È bellissimo condurre, ma non Sanremo. ‘Conosci te stesso’, diceva Socrate, e io mi conosco: non sono abbastanza maturo per il Festival.

(A 76 anni, Al Bano preferisce godersi lo spettacolo dal divano. In passato gliel’hanno proposto, il palco dell’Ariston, lui ha sempre rifiutato. Questa edizione l’ha vista a spizzichi e bocconi. “Tutti mi chiedono di Achille Lauro e il suo brano ‘Rolls-Royce’. Sono sincero, non l’ho sentito anche se non vedo l’ora di farlo. Gli amici però mi dicono che la canzone è piena di allusioni alla droga, e il tema non mi piace, per niente”).

Non sarebbe la prima volta che a Sanremo arriva un brano sulla droga: nel 2001 i Bluvertigo hanno gareggiato col brano ‘L’assenzio (the power of nothing)’.

Certo, anche in passato ci sono stati brani sulla droga. Ma io sono decisamente contrario, gli stupefacenti sono sempre il motore di fatti tragici. Meglio parlare di cose belle, non vorrei andare contro nessuno.

Il cantante che le è piaciuto di più?

Cristicchi è decisamente il più interessante. Il Festival mi sembra vivo, coinvolge ancora gli italiani di ogni età e categoria sociale. In America hanno l’Oscar, noi Sanremo.

Claudio Baglioni, Virginia Raffaele e Claudio Bisio non sono conduttori: le sono piaciuti in questo ruolo?

È una rivoluzione, senza i Baudo o Bonolis. Da quando Gianni Morandi ha condotto Sanremo, le cose sono cambiate. Anche un cantante o un attore possono condurre, e bene. Baglioni e il resto della truppa sono stati un po’ troppo autoreferenziali: il protagonista è il Festival, il resto dovrebbe essere sfondo.

Secondo Michele Anzaldi, del Partito democratico, Claudio Bisio si è autocensurato nel suo monologo (scritto da Michele Serra), per non irritare Salvini.
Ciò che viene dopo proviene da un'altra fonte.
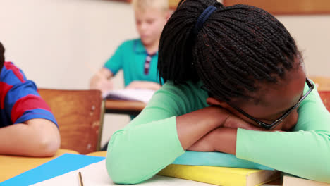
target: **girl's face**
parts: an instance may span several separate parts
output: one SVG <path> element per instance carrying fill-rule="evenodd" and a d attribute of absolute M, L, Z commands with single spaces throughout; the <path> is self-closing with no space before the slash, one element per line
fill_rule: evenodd
<path fill-rule="evenodd" d="M 255 104 L 251 101 L 242 104 L 239 108 L 255 118 L 271 124 L 298 102 L 302 96 L 305 81 L 306 74 L 303 67 L 300 66 L 298 69 L 288 72 L 285 78 L 280 80 L 278 84 L 262 85 L 261 89 L 253 95 L 260 98 L 259 103 Z M 234 108 L 229 109 L 243 120 L 259 126 Z M 288 130 L 296 124 L 298 118 L 295 108 L 274 129 Z"/>
<path fill-rule="evenodd" d="M 291 108 L 294 106 L 302 96 L 306 82 L 306 74 L 302 66 L 286 73 L 283 80 L 279 80 L 276 85 L 260 85 L 260 89 L 250 95 L 259 98 L 260 101 L 255 103 L 253 100 L 240 101 L 236 106 L 255 119 L 271 124 L 279 119 Z M 214 98 L 209 98 L 209 104 L 220 105 L 246 122 L 259 126 L 258 123 L 246 117 L 226 102 L 219 101 Z M 288 130 L 297 123 L 298 113 L 297 108 L 274 129 Z"/>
Il monologo non l’ho visto purtroppo, ma se l’ha scritto Serra è stato lui ad autocensurarsi. Almeno a Sanremo, teniamo lontana la politica. Ho visto troppi riflettori sul caso Baglioni-Salvini. John kennedy disse: ‘O t’interessi alla politica, o la politica si interesserà di te’. Ma a Sanremo diamo una pausa.

La politica sta invadendo l’intrattenimento?

Necessariamente, c’è troppa politica in tv. Ma la politica si fa al Quirinale, a Sanremo fermiamoci.

Marcello Foa, presidente Rai, ha detto: ‘Sanremo non è una tribuna politica’. È d’accordo?

Mi ricordo Crozza quando fece un monologo su Berlusconi. Ma a Sanremo è intelligente autocensurarsi, in fondo è il Festival della canzone italiana, non della satira italiana.

Matteo Salvini è stato il convitato di pietra? Il monologo di Claudio Bisio, Pio e Amedeo. Lo stesso vicepresidente del Consiglio su Facebook ha scritto che all’Ariston si parla sempre di lui.

È il personaggio del momento. Lui è un grande amante della musica, al Viminale abbiamo cantato a cappella ‘Nel sole’ e ‘Felicità’. Ma è centomila volte meglio come politico, che come cantante. Del resto, ‘chi canta prega due volte’, disse Sant’Agostino.